251 A.D. 1, 296 N.Y.S. 424, 1937 N.Y. App. Div. LEXIS 6842
CourtAppellate Division of the Supreme Court of the State of New York
DecidedMay 5, 1937
StatusPublished
Cited by3 cases

This text of 251 A.D. 1 (Hudson-Harlem Valley Title & Mortgage Co. v. White) is published on Counsel Stack Legal Research, covering Appellate Division of the Supreme Court of the State of New York primary law. Counsel Stack provides free access to over 12 million legal documents including statutes, case law, regulations, and constitutions.

Bluebook
Hudson-Harlem Valley Title & Mortgage Co. v. White, 251 A.D. 1, 296 N.Y.S. 424, 1937 N.Y. App. Div. LEXIS 6842 (N.Y. Ct. App. 1937).

Opinions

Hill, P. J.

The defendant-respondent, Title Guarantee and Trust Company, maintains a branch office at White Plains, Westchester county, N. Y. Its principal place of business is in the borough of Manhattan, New York city. The petitioner-appellant is a domestic corporation with its principal place of business at Mount Kisco, Westchester county, N. Y. It presented a petition at a Special Term of the Supreme Court held in the city of Albany, alleging therein that the Title Guarantee and Trust Company is transacting its usual business at a branch office in Westchester county in violation of the Banking Law (§ 195) and that the Superintendent of Banks has failed to discharge his clear legal duty to order this corporation, to which the Banking Law applies, to discontinue its unlawful acts. (§ 56.) The application made thereon for a peremptory order of mandamus directing the Superintendent of Banks to act, was denied and the petition dismissed. Petitioner appeals from that determination.

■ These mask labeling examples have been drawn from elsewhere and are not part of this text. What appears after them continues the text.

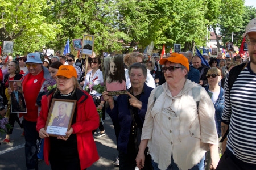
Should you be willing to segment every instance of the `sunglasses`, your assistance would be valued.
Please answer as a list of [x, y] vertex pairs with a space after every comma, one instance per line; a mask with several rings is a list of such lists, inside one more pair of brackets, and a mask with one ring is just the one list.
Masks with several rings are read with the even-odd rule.
[[26, 66], [28, 68], [30, 68], [30, 67], [32, 66], [33, 68], [35, 69], [38, 66], [38, 65], [36, 65], [36, 64], [26, 64]]
[[175, 70], [175, 69], [179, 69], [179, 68], [181, 68], [180, 67], [176, 67], [176, 66], [170, 66], [169, 67], [162, 67], [162, 70], [164, 72], [166, 73], [166, 71], [167, 71], [167, 69], [169, 70], [170, 71], [172, 72], [174, 70]]
[[210, 76], [212, 78], [216, 78], [217, 75], [220, 75], [217, 74], [207, 74], [206, 76], [209, 79]]

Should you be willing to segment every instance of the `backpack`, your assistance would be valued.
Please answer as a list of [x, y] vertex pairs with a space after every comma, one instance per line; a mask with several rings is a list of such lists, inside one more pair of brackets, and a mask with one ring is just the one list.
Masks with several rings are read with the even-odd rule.
[[[200, 88], [201, 86], [197, 86], [195, 87], [193, 87], [192, 89], [192, 96], [194, 99], [195, 101], [196, 102], [196, 107], [198, 108], [198, 105], [199, 104], [199, 101], [201, 99], [200, 96]], [[156, 90], [154, 94], [155, 100], [156, 100], [156, 99], [159, 97], [160, 95], [163, 91], [163, 88], [162, 85], [160, 85], [158, 87], [158, 88]]]
[[[232, 88], [233, 84], [234, 82], [237, 79], [239, 74], [240, 74], [240, 72], [242, 71], [245, 67], [247, 67], [248, 63], [243, 63], [236, 67], [234, 67], [231, 69], [231, 70], [229, 73], [229, 79], [228, 80], [228, 86], [229, 87], [229, 92]], [[224, 139], [226, 138], [226, 136], [229, 134], [229, 126], [228, 128], [228, 129], [226, 131], [226, 133], [223, 135], [220, 141], [220, 142], [223, 142]]]

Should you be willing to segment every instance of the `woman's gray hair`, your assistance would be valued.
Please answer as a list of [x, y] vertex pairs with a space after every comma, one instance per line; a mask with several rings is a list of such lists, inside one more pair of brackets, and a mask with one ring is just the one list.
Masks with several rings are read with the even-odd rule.
[[135, 62], [130, 65], [128, 69], [128, 74], [130, 75], [131, 69], [141, 69], [145, 79], [147, 78], [147, 70], [144, 64], [141, 64], [139, 62]]

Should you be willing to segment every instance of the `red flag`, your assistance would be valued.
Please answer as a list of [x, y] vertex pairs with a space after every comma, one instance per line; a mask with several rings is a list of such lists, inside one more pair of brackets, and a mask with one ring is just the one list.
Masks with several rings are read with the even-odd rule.
[[242, 57], [243, 55], [243, 53], [245, 52], [243, 51], [243, 45], [245, 42], [245, 37], [243, 37], [243, 41], [242, 41], [242, 43], [241, 44], [240, 48], [239, 48], [239, 54], [240, 56]]
[[166, 56], [166, 48], [164, 47], [164, 45], [163, 46], [163, 49], [162, 50], [161, 57], [160, 57], [161, 60], [162, 60], [162, 58], [163, 58], [163, 55]]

“No trust company or any officer or director thereof, shall transact its usual business at any place other than its principal [3]*3place of business, except as follows: [none of the exceptions apply to the White Plains branch of respondent].” (Banking Law, § 195.) The Banking Law (§ 56) provides: “ Orders of Superintendent. 1. To discontinue unlawful or unsafe practices. Whenever it shall appear to the Superintendent that any corporation to which this chapter is applicable * * * has violated its charter or any law, or is conducting its business in an unauthorized or unsafe manner, he may issue an order directing the discontinuance of such unauthorized or unsafe practices and requiring the delinquent to appear before him, at a time and placed fixed in said order, to present any explanation in defense of the practices directed in said order to be discontinued.” It is argued that may ” as used in section 56 is mandatory. (Supervisors v. United States, 4 Wall. 435, and many later authorities.) Had defendants failed to answer, petitioner on the facts alleged, under the statutes quoted, would have been entitled to a peremptory order of mandamus.

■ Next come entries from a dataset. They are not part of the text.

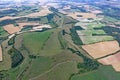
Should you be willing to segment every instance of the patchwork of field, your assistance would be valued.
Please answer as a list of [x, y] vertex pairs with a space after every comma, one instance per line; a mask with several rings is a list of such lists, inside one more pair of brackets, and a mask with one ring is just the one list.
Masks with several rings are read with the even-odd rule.
[[[19, 67], [9, 70], [9, 73], [14, 72], [14, 75], [9, 74], [9, 77], [13, 80], [21, 77], [22, 80], [44, 80], [46, 78], [68, 80], [71, 74], [77, 73], [77, 63], [83, 62], [83, 59], [61, 47], [58, 33], [59, 30], [55, 29], [22, 33], [16, 36], [14, 47], [22, 53], [25, 59]], [[33, 57], [31, 58], [30, 55]], [[53, 76], [54, 74], [57, 75]]]
[[37, 76], [32, 80], [68, 80], [69, 76], [77, 73], [76, 62], [62, 62], [43, 75]]
[[0, 21], [9, 20], [9, 19], [17, 19], [17, 18], [20, 18], [20, 17], [5, 16], [5, 17], [0, 18]]
[[37, 22], [28, 22], [28, 23], [17, 23], [17, 26], [13, 24], [9, 24], [4, 26], [4, 30], [7, 31], [9, 34], [20, 32], [23, 28], [32, 26], [33, 30], [42, 30], [42, 28], [52, 28], [50, 25], [42, 25]]
[[93, 58], [100, 58], [120, 50], [117, 41], [105, 41], [95, 44], [83, 45], [82, 48]]
[[120, 80], [120, 73], [111, 66], [101, 66], [98, 70], [74, 75], [70, 80]]
[[9, 25], [6, 25], [3, 27], [4, 30], [6, 30], [9, 34], [13, 34], [13, 33], [16, 33], [16, 32], [19, 32], [21, 31], [21, 28], [20, 27], [15, 27], [13, 24], [9, 24]]
[[96, 18], [96, 15], [93, 13], [81, 13], [81, 12], [69, 13], [67, 16], [70, 16], [74, 19], [78, 19], [78, 18], [83, 18], [83, 19], [93, 18], [93, 19], [95, 19]]
[[105, 26], [100, 22], [91, 22], [91, 23], [83, 23], [83, 24], [77, 23], [75, 26], [80, 26], [81, 28], [83, 28], [83, 30], [76, 30], [83, 44], [93, 44], [97, 42], [114, 40], [114, 38], [110, 35], [107, 35], [104, 30], [94, 29]]
[[8, 33], [3, 29], [3, 27], [0, 27], [0, 37], [7, 36]]
[[2, 48], [1, 48], [1, 45], [0, 45], [0, 61], [2, 61]]
[[103, 65], [112, 65], [115, 71], [120, 71], [120, 52], [98, 60]]
[[26, 17], [46, 16], [46, 15], [48, 15], [50, 13], [52, 13], [52, 12], [48, 8], [44, 7], [39, 12], [26, 15]]

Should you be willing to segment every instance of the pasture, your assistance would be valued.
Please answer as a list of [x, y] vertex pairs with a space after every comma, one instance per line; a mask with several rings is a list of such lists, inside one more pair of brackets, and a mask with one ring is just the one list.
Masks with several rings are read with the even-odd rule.
[[95, 59], [120, 50], [119, 43], [115, 40], [83, 45], [82, 48]]
[[4, 30], [6, 30], [9, 34], [13, 34], [13, 33], [16, 33], [16, 32], [19, 32], [21, 31], [20, 27], [15, 27], [13, 24], [9, 24], [9, 25], [6, 25], [3, 27]]
[[98, 70], [74, 75], [70, 80], [120, 80], [120, 73], [111, 66], [101, 66]]
[[2, 61], [3, 60], [3, 58], [2, 58], [3, 56], [2, 56], [2, 48], [1, 48], [1, 45], [0, 45], [0, 61]]
[[98, 61], [102, 63], [103, 65], [112, 65], [115, 71], [120, 72], [120, 52], [114, 55], [110, 55], [108, 57], [99, 59]]

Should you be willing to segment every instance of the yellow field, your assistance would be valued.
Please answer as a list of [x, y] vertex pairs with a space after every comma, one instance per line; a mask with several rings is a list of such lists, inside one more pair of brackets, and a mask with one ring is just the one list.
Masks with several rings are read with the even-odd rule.
[[1, 48], [1, 46], [0, 46], [0, 61], [2, 61], [3, 59], [2, 59], [2, 48]]
[[120, 52], [98, 60], [103, 65], [112, 65], [116, 71], [120, 71]]
[[100, 58], [120, 50], [117, 41], [106, 41], [95, 44], [83, 45], [82, 48], [93, 58]]

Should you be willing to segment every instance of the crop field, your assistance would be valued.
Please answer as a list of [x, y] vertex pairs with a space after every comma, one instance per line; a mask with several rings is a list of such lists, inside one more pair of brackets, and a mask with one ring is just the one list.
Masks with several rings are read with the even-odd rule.
[[1, 46], [0, 46], [0, 61], [2, 61], [3, 59], [2, 59], [2, 48], [1, 48]]
[[82, 48], [93, 58], [100, 58], [120, 50], [117, 41], [105, 41], [95, 44], [83, 45]]
[[43, 9], [40, 10], [39, 12], [26, 15], [26, 17], [46, 16], [46, 15], [48, 15], [48, 14], [50, 14], [50, 13], [52, 13], [52, 12], [49, 11], [48, 8], [43, 8]]
[[51, 34], [52, 31], [25, 33], [23, 35], [23, 44], [30, 53], [39, 54]]
[[5, 17], [0, 18], [0, 21], [8, 20], [8, 19], [17, 19], [17, 18], [19, 18], [19, 17], [5, 16]]
[[9, 34], [13, 34], [13, 33], [16, 33], [16, 32], [19, 32], [21, 31], [21, 29], [19, 27], [15, 27], [13, 24], [9, 24], [9, 25], [6, 25], [3, 27], [4, 30], [6, 30]]
[[120, 73], [115, 72], [111, 66], [101, 66], [96, 71], [74, 75], [70, 80], [119, 80], [119, 79]]
[[3, 27], [0, 27], [0, 37], [7, 36], [8, 33], [3, 29]]
[[36, 25], [40, 25], [37, 22], [26, 22], [26, 23], [17, 23], [19, 27], [23, 28], [25, 26], [36, 26]]
[[117, 54], [99, 59], [98, 61], [100, 63], [102, 63], [103, 65], [112, 65], [113, 68], [115, 69], [115, 71], [120, 71], [120, 52], [118, 52]]
[[76, 65], [74, 61], [59, 63], [45, 74], [39, 75], [32, 80], [68, 80], [69, 76], [78, 72]]
[[114, 40], [112, 36], [106, 35], [103, 30], [77, 30], [77, 33], [83, 44]]
[[[80, 23], [76, 24], [79, 25]], [[102, 42], [102, 41], [111, 41], [114, 40], [112, 36], [107, 35], [107, 33], [102, 30], [98, 29], [95, 30], [94, 28], [101, 28], [105, 26], [104, 24], [98, 22], [92, 22], [92, 23], [84, 23], [80, 24], [83, 29], [85, 30], [77, 30], [80, 39], [82, 40], [83, 44], [93, 44], [96, 42]]]
[[84, 18], [84, 19], [93, 18], [93, 19], [95, 19], [96, 18], [96, 15], [93, 14], [93, 13], [81, 13], [81, 12], [68, 13], [67, 16], [70, 16], [70, 17], [72, 17], [74, 19], [78, 19], [78, 18]]
[[[78, 71], [77, 63], [83, 62], [83, 59], [68, 50], [62, 49], [57, 36], [58, 32], [59, 30], [48, 30], [44, 32], [32, 32], [32, 33], [23, 33], [23, 34], [17, 35], [15, 38], [14, 47], [23, 54], [25, 59], [19, 65], [19, 67], [10, 69], [7, 72], [8, 74], [14, 72], [14, 75], [9, 74], [9, 77], [14, 80], [16, 80], [16, 78], [19, 78], [19, 79], [22, 78], [22, 80], [28, 80], [28, 79], [36, 80], [38, 78], [42, 80], [46, 78], [48, 80], [49, 79], [54, 80], [54, 79], [59, 79], [61, 76], [64, 76], [61, 78], [63, 80], [68, 80], [68, 78], [73, 73], [77, 73]], [[30, 36], [29, 34], [32, 36]], [[46, 41], [48, 36], [50, 38]], [[28, 38], [27, 40], [25, 39], [26, 37]], [[36, 39], [38, 40], [35, 41], [34, 38], [35, 40]], [[33, 40], [35, 42], [32, 42]], [[26, 44], [26, 42], [28, 41], [30, 41], [31, 43]], [[43, 44], [44, 42], [47, 44], [45, 44], [46, 46], [42, 49], [41, 52], [39, 52], [39, 54], [31, 54], [32, 51], [30, 51], [29, 49], [30, 47], [34, 46], [33, 48], [34, 50], [38, 50], [38, 48], [41, 49], [42, 47], [41, 44]], [[37, 49], [36, 49], [36, 46], [38, 47]], [[30, 55], [31, 56], [33, 55], [33, 57], [31, 57]], [[35, 56], [35, 55], [38, 55], [38, 56]], [[39, 69], [36, 67], [39, 67]], [[57, 76], [52, 76], [52, 74], [56, 74], [58, 72], [59, 74]], [[46, 75], [49, 75], [49, 77], [44, 77]]]
[[1, 46], [2, 46], [2, 62], [0, 62], [0, 71], [1, 70], [7, 70], [10, 69], [11, 67], [11, 58], [10, 55], [8, 55], [7, 50], [9, 50], [11, 47], [7, 47], [8, 40], [5, 40], [2, 42]]
[[79, 36], [83, 44], [94, 44], [97, 42], [114, 40], [112, 36]]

The petition is answered by the Superintendent of Banks and also by the corporate respondent through its secretary and assistant vice-president. A considerable part of the trust company affidavit is devoted to an attack upon the good faith and even the business honesty of petitioner’s officials. These averments, together with answering statements in petitioner’s reply, are without significance unless to show an extreme lack of cordiality between the officials of the two corporations. These parties are competitors, and some action may be required by the Banking Department “ to eliminate unsound and destructive competition among such corporations.” (Banking Law, § 10-a.)

Any person aggrieved may seek mandamus. (Matter of Heeran v. Scully, 254 N. Y. 344.) A person is aggrieved by the unlawful acts of a competitor. (Brooklyn City R. R. Co. v. Whalen, 191 App. Div. 737; affd., 229 N. Y. 570; Matter of Niagara, Lockport & O. P. Co. v. Prendergast, 229 App. Div. 295.) Mandamus may be invoked against the Superintendent of Banks. (Matter of Lincoln Savings Bank v. Broderick, 140 Misc. 380.) A peremptory mandamus order will be issued in the first instance only when petitioner shows a clear legal right as matter of law. (Matter of Whitman, No. 1, 225 N. Y. 1, 8.) On the application all allegations contained in the opposing affidavits are assumed to be true. (People ex rel. Corrigan v. Mayor, 149 N. Y. 215, 223; Matter of McEneny v. McKee, 236 App. Div. 140.) If an issue of fact is raised, an alternative order of mandamus should be granted. (Matter of Haebler v. New York Produce Exchange, 149 N. Y. 414; Matter of Poucher v. Berry, 249 id. 16.) If the opposing affidavits set up facts showing that as matter of law petitioner is not [4]*4entitled to relief, the application should be denied and the petition dismissed, as petitioner would be in the position of a plaintiff to whose complaint a demurrer formerly would have been sustained. (People ex rel. Corrigan v. Mayor, supra; Matter of Steinway, 159 N. Y. 250; Matter of Hitchcock, 149 App. Div. 824.)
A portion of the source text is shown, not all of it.